Brazil and Argentina are monitoring a cloud of locusts that’s crossing South America, with both governments issuing warnings for parts of their countries.
The insects, which entered Argentina from Paraguay at the end of May, are heading toward Uruguay.
While they are not expected to affect Brazil’s crops, the nation’s Agriculture Ministry on Thursday declared a state of emergency in two southern states in order to allow officials to take preventive measures.
The swarm of locusts is close to the province of Entre Ríos, Argentina’s food safety department Senasa said in a report on June 23. So far, there has been no damage to crops in the area, according to department, though the locusts have already moved through several provinces – heading through Formosa, Chaco and Santa Fe, before arriving in Corrientes.

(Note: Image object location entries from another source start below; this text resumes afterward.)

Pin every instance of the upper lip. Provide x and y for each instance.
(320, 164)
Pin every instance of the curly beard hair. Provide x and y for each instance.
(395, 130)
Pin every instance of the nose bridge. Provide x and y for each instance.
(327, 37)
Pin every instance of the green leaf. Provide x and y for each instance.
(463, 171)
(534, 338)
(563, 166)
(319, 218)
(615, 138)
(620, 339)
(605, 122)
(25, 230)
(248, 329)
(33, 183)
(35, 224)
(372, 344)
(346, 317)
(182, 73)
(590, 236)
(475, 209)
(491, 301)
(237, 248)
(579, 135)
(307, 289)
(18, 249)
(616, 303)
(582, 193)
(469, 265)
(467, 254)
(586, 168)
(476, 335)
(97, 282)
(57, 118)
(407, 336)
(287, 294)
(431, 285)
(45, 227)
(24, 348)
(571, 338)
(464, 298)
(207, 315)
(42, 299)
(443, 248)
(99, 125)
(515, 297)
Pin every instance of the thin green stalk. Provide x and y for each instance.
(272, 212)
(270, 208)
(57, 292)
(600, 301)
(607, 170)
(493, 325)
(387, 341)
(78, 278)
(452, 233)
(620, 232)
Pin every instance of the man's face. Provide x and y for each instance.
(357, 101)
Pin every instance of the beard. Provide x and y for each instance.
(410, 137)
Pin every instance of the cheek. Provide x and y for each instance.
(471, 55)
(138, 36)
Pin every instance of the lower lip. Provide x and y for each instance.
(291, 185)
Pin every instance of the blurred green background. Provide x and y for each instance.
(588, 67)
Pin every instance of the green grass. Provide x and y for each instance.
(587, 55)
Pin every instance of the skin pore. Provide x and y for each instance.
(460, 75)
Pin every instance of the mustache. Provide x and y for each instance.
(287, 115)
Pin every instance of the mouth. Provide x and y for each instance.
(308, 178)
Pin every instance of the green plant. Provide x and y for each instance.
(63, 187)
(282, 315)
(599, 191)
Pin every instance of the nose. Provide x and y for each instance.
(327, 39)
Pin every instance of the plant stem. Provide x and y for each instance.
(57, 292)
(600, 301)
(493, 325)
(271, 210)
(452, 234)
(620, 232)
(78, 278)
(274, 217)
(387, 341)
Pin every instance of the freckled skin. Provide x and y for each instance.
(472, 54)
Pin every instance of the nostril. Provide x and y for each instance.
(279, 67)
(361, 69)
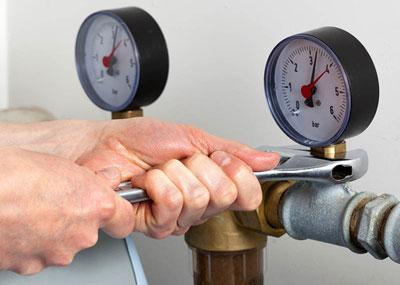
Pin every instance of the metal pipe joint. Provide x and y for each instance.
(362, 222)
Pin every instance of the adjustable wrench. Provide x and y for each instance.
(296, 164)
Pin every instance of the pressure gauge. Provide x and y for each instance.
(122, 59)
(321, 87)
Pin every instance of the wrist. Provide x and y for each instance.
(68, 139)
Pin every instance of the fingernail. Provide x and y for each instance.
(221, 158)
(109, 173)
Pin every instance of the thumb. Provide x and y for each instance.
(112, 175)
(257, 160)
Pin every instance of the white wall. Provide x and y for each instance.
(3, 55)
(218, 50)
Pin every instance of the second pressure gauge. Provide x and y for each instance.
(321, 86)
(122, 59)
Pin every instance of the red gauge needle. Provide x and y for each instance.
(306, 90)
(108, 58)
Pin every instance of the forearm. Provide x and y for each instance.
(68, 139)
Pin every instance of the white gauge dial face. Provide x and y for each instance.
(110, 61)
(311, 90)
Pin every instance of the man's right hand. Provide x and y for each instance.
(52, 208)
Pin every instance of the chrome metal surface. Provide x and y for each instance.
(370, 225)
(296, 164)
(315, 211)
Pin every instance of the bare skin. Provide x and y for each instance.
(189, 175)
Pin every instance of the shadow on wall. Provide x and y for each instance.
(25, 115)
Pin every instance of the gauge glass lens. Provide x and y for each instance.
(110, 62)
(309, 94)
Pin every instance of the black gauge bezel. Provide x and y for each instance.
(360, 77)
(151, 55)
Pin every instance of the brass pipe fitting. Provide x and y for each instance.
(222, 233)
(333, 152)
(266, 218)
(127, 114)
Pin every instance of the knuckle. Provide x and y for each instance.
(88, 241)
(173, 200)
(63, 260)
(58, 258)
(171, 165)
(227, 193)
(251, 202)
(108, 206)
(159, 235)
(195, 158)
(199, 199)
(29, 268)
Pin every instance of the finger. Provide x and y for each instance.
(195, 194)
(112, 175)
(222, 190)
(257, 160)
(158, 218)
(249, 189)
(122, 222)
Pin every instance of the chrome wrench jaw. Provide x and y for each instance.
(296, 164)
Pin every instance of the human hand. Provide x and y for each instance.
(51, 208)
(188, 174)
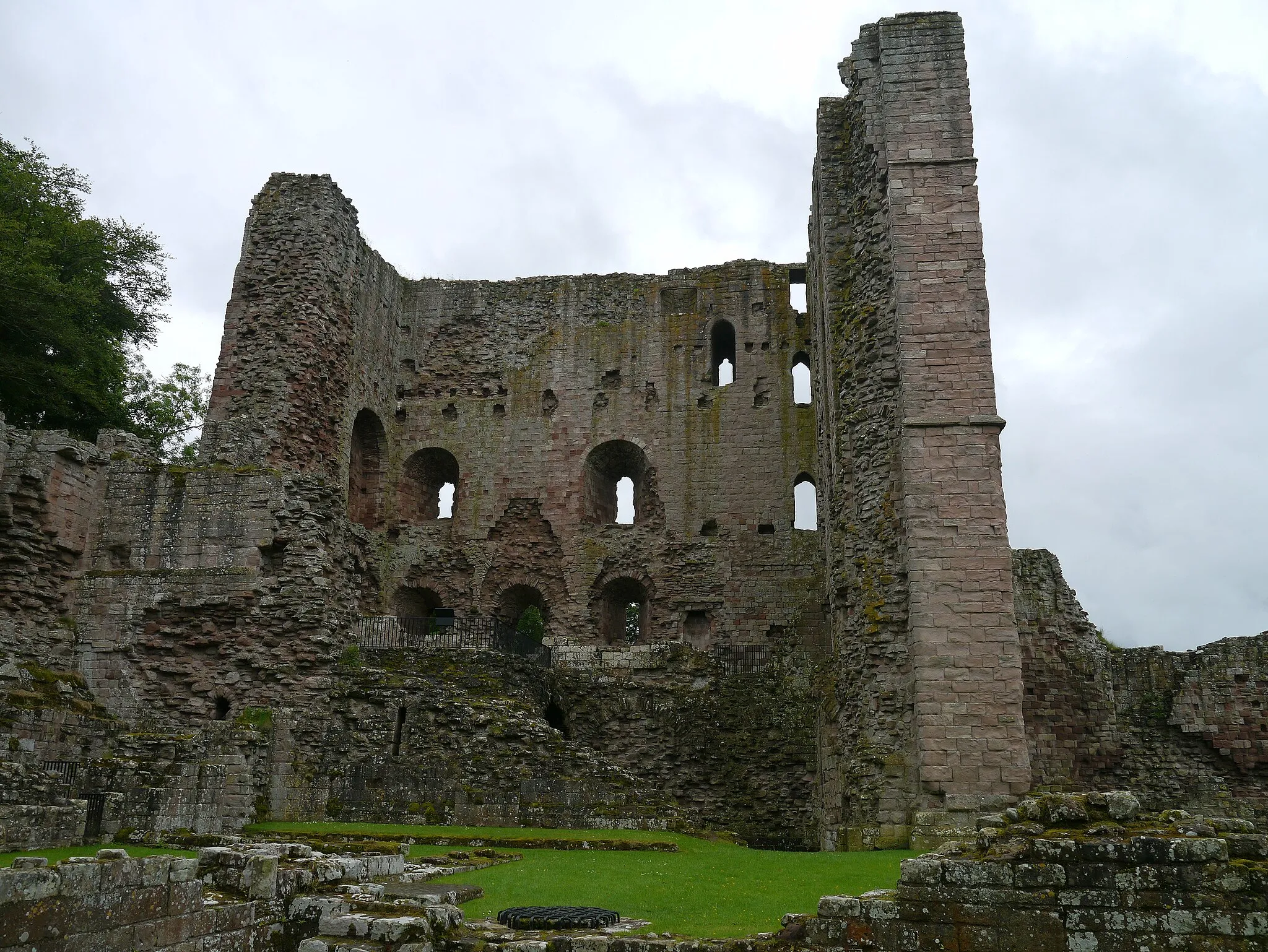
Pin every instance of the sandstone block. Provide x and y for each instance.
(841, 907)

"The teams of Senasa and the province of Corrientes are working to detect the current location of the sleeve, because there is no precise location in the area where it descended," a statement said. .
It suggested that the locusts had "not moved due to the low temperatures, which affect them remarkably," said Héctor Medina, an agricultural engineer at Senasa.
The most recent invasions of locust in Argentina were in 2019 and 2017, according to Senasa. Locusts are migratory, able to travel as many as 150 kilometres (93 miles) in a day. They have been known to cross from one province to another, or even from one country to another, in a few hours.
Massive swarms of locusts have also ravaged fields in Africa and Pakistan, destroying crops and dealing a crippling blow to economies.